Index table for horizontal shard

indexsharding

Lets assume we have a vary amount of clients, which could manage some stuff on our site. Each client has his own table, which is used to store data. For instance: client_1, client_2, …, client_N. Each table could contain different amount of records, but there could be clients which could have more than a hundred of thousand records in a table.

The task is to create aggregate search on the site, which will display results from different tables for a certain search keyword. In this case we face with a problem that we need to perform up to N queries to N tables. This is not cool.

The idea is to create an index table which will collect all information from all tables and will be updated by insert/update/delete trigger on a concrete table.

I feel uncomfortable with this "index table" idea, because it could contain a huge amount of records and will be quite big overhead for our database. Is there any other approach how to build an index for horizontal shard?

Best Answer

There are many general solutions to the problem. Here are three that quickly come to mind.

  1. SSAS
  2. VoltDB
  3. Map Reduce Framework

What you're describing is what would historically fall under an OLAP solution. If you can handle some lag time in your data then perhaps a solution such as SQL Server Analytic Services (SSAS) could provide you a solution. You could read data from these tables, perhaps via some secondary reporting server to not affect your operational database, and then perform these aggregations and processing of data you described.

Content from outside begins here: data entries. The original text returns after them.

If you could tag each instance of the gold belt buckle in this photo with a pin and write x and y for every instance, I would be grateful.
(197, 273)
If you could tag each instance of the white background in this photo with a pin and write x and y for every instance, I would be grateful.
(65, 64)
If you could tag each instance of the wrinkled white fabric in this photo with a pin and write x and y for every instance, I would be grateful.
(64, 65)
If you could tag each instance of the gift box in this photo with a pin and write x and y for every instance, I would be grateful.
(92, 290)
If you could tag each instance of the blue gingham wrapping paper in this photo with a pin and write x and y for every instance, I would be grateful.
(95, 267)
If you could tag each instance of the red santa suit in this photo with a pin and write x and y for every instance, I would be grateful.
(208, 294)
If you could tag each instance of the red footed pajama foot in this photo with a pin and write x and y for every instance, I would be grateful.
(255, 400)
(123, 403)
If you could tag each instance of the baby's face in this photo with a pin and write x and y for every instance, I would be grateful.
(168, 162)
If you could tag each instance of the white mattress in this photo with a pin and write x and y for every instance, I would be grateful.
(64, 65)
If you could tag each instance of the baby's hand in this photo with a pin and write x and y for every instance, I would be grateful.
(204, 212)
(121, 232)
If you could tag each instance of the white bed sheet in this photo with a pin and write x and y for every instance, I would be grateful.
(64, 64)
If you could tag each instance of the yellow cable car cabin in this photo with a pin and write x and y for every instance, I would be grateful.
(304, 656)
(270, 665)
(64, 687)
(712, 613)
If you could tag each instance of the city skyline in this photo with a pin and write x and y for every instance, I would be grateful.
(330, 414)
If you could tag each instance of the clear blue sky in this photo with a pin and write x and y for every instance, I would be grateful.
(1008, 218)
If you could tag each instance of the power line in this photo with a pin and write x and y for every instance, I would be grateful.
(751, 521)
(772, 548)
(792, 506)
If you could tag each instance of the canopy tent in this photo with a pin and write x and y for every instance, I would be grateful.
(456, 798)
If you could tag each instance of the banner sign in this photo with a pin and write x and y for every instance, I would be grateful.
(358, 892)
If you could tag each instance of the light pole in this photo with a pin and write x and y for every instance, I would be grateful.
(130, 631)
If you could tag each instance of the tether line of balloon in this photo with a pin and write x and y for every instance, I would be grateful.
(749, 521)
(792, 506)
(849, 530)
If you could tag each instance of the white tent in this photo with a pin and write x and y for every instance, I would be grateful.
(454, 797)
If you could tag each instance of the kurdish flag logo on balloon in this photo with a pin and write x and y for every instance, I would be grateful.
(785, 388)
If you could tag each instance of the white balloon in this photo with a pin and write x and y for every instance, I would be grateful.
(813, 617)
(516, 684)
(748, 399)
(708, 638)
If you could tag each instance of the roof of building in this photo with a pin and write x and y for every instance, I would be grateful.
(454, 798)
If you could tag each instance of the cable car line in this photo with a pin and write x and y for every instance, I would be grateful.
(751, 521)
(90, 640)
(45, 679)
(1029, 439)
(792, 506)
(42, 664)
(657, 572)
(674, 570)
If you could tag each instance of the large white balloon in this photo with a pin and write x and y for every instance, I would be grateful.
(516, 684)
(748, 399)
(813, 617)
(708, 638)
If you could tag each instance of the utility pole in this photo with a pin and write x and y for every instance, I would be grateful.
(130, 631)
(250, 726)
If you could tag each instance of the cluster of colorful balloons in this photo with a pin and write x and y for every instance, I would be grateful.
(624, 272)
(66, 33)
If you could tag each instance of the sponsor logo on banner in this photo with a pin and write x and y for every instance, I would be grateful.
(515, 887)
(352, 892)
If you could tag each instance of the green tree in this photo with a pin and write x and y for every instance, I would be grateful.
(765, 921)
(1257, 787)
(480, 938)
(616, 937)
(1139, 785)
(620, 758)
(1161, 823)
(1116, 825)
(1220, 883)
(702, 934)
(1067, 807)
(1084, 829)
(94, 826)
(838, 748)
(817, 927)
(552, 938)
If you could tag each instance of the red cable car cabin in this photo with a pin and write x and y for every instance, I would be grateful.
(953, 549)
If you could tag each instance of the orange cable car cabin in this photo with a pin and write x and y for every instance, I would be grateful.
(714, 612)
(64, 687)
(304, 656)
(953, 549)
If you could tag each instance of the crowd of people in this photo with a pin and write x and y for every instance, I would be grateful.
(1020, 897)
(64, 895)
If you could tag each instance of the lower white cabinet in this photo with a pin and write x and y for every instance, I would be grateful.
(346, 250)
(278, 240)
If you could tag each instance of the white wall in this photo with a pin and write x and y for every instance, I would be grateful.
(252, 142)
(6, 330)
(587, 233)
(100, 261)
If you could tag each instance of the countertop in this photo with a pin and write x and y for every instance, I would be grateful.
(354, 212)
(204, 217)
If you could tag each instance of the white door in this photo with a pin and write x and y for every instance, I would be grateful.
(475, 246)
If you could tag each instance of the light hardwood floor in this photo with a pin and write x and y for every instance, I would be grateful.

However, this problem also has some newer solutions we see in the Big Data realm with a specific focus on "Velocity" not necessarily "Volume" of data. Velocity can mean either the processing of relatively static data quickly or the processing of dynamically changing data that is actively being ingested by the DB.

A second option is to allow a contemporary "NewSQL" database engine, such as VoltDB, to do this for you. VoltDB handles a lot of this "indexing" as you referred to it and it does so in real-time as opposed to per-aggregated data that may not be current. There are always performance tradeoffs when performing aggregations across many tables as opposed to a specific table but in my experience an in-memory DB engine, such as Volt, can beat traditional OLAP solutions when considering many metrics including processing speed and management.

Another option is to use the Map Reduce framework many DB engines support today. This implies that you're happy with off-line processing of a problem\query as opposed to real-time processing.

It's not an exhaustive list but hopefully that gives you some other ideas. I know that the triggers you are speaking of can easily spiral out of control due to hotspots in your tables especially if your SQL is not optimized. The one recommendation I will strongly make is to definitely get this processing off of your operational server and do this on a secondary replica\reports server.